I want to do something like:
using CSV
csvFile = CSV.File(infile)
for row in csvFile
# do stuff with row
end
However, on Windows 10, Julia v1.1.1, I’m getting this error during CSV.File
:
ERROR: could not create file mapping: The operation completed successfully.
Stacktrace:
[1] error(::String) at .\error.jl:33
[2] #mmap#1(::Bool, ::Bool, ::Function, ::Mmap.Anonymous, ::Type{Array{UInt64,1}}, ::Tuple{Int64}, ::Int64) at C:\cygwin\home\Administrator\buildbot\worker\package_win64\build\usr\share\julia\stdlib\v1.1\Mmap\src\Mmap.jl:218
[3] #mmap at .\none:0 [inlined]
[4] #mmap#14 at C:\cygwin\home\Administrator\buildbot\worker\package_win64\build\usr\share\julia\stdlib\v1.1\Mmap\src\Mmap.jl:251 [inlined]
[5] mmap at C:\cygwin\home\Administrator\buildbot\worker\package_win64\build\usr\share\julia\stdlib\v1.1\Mmap\src\Mmap.jl:251 [inlined]

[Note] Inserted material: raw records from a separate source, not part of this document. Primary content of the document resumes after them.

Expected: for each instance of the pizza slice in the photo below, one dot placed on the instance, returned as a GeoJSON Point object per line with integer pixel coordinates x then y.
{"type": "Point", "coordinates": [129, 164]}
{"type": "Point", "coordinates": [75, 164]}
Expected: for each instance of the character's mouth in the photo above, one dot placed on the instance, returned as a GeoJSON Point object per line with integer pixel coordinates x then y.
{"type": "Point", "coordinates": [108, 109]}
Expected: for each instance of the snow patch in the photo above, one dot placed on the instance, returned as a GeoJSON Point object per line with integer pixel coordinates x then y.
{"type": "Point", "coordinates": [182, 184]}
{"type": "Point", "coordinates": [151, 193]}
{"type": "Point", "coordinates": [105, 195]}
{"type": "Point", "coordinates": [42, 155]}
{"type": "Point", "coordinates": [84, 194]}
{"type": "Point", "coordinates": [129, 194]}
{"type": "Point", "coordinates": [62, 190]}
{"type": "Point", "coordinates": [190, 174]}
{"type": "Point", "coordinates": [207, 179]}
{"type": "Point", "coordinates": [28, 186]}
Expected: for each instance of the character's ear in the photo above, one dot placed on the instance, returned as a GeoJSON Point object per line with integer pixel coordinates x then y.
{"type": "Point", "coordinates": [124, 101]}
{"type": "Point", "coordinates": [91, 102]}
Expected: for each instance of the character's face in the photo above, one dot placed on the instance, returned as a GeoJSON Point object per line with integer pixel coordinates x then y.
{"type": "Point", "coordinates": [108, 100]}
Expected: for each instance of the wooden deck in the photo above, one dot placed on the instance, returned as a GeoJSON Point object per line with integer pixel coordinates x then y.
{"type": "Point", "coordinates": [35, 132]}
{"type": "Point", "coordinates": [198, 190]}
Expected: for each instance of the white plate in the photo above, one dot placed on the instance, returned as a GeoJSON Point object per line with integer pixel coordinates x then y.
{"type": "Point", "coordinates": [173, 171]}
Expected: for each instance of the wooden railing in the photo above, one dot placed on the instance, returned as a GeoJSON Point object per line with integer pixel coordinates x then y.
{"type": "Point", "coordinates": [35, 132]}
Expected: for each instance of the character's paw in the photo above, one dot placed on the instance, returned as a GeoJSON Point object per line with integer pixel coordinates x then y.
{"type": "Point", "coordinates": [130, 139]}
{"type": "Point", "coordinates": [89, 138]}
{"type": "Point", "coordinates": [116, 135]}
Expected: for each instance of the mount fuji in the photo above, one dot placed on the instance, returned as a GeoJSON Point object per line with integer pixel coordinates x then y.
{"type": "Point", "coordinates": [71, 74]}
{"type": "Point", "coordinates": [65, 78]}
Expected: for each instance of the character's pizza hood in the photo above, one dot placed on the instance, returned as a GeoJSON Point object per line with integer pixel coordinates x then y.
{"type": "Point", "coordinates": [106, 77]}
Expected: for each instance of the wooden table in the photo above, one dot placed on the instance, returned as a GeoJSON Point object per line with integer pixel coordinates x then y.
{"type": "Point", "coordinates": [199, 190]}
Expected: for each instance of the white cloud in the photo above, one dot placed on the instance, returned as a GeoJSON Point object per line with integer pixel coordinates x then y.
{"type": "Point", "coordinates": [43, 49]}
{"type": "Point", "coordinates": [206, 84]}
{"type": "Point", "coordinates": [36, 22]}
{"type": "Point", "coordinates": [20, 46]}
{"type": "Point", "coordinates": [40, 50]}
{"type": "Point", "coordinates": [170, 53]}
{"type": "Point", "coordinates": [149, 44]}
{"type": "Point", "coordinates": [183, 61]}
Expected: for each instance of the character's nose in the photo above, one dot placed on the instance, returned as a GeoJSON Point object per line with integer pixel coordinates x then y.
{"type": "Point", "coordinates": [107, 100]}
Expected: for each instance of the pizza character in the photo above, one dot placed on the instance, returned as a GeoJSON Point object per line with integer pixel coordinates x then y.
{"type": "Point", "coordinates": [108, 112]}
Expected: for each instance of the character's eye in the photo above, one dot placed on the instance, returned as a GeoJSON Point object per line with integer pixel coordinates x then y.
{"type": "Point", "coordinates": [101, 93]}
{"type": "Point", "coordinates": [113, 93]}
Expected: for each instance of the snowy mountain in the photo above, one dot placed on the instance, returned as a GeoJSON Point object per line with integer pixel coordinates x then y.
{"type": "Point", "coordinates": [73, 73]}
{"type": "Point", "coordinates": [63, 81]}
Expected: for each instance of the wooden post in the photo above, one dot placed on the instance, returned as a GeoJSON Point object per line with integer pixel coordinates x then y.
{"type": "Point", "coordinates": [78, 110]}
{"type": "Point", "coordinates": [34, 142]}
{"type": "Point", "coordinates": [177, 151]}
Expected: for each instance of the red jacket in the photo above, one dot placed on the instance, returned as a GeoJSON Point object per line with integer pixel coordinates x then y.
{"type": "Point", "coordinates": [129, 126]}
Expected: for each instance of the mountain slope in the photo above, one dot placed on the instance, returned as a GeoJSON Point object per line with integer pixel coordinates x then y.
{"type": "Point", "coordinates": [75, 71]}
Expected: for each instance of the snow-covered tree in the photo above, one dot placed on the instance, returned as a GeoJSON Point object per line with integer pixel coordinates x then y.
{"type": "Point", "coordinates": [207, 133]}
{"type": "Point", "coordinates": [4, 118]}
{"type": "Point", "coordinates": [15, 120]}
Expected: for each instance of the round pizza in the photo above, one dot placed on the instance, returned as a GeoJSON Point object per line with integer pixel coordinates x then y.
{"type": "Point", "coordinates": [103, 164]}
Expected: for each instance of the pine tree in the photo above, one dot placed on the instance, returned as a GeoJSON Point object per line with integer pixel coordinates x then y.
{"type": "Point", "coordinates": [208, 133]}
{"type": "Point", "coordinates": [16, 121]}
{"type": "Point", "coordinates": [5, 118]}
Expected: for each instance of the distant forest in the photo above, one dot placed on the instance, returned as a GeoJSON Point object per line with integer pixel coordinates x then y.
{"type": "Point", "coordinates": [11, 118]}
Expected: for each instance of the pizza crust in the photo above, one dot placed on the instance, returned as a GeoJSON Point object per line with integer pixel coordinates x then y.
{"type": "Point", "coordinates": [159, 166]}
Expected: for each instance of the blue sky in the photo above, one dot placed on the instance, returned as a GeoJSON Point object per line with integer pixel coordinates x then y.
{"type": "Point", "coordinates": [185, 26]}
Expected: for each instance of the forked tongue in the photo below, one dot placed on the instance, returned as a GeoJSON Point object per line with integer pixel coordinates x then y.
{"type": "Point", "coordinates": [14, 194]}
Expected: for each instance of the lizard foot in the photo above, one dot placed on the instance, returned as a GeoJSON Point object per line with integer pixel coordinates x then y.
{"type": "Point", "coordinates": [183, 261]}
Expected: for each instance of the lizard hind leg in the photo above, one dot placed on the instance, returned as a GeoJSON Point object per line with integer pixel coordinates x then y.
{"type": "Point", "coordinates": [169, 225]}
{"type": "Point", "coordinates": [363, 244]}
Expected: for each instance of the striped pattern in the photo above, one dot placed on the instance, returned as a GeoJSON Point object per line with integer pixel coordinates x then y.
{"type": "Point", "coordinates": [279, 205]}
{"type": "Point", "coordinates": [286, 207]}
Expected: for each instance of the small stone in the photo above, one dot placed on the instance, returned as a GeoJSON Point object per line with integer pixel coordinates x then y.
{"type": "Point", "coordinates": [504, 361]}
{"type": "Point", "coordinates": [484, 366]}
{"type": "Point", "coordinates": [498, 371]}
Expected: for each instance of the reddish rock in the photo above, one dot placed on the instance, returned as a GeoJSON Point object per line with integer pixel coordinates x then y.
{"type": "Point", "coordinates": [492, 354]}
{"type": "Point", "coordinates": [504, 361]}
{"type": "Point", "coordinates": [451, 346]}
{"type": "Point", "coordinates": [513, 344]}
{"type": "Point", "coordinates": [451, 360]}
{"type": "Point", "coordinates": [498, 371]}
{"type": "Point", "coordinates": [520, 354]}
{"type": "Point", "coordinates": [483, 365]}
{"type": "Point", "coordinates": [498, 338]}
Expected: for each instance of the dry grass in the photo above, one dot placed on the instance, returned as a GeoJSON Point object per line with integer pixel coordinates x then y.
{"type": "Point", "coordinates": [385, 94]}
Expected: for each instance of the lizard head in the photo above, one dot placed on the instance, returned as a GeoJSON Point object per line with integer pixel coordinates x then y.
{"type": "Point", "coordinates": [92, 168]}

[6] file(::String, ::Int64, ::Bool, ::Int64, ::Nothing, ::Int64, ::Int64, ::Bool, ::Nothing, ::Bool, ::Array{String,1}, ::String, ::Nothing, ::Bool, ::Char, ::Nothing, ::Nothing, ::Char, ::Nothing, ::UInt8, ::Nothing, ::Nothing, ::Nothing, ::Nothing, ::Dict{Int8,Int8}, ::Bool, ::Float64, ::Bool, ::Bool, ::Bool, ::Bool, ::Nothing) at \\W43237\C$\Users\plowman\.julia\packages\CSV\IwqOm\src\CSV.jl:278
[7] #File#20 at \\W43237\C$\Users\plowman\.julia\packages\CSV\IwqOm\src\CSV.jl:158 [inlined]
[8] Type at \\W43237\C$\Users\plowman\.julia\packages\CSV\IwqOm\src\CSV.jl:158 [inlined]
[9] top-level scope at .\REPL[5]:6 [inlined]
[10] top-level scope at .\none:0
This is interesting because:
- The error message says the operation completed successfully.
- On Windows, the CSV default is to not use mmap.
A little further investigation shows that the error occurs for large files only. The code below is successful for rows = 10^6, 10^7, 10^8, but fails for rows = 10^9.
cols = 3
for rows in (10^6, 10^7, 10^8, 10^9)
filename = string("test_", rows, "x", cols, ".csv")
df = DataFrame(rand(rows, cols))
println("Writing ", filename)
CSV.write(filename, df)
CSV.File(filename)
end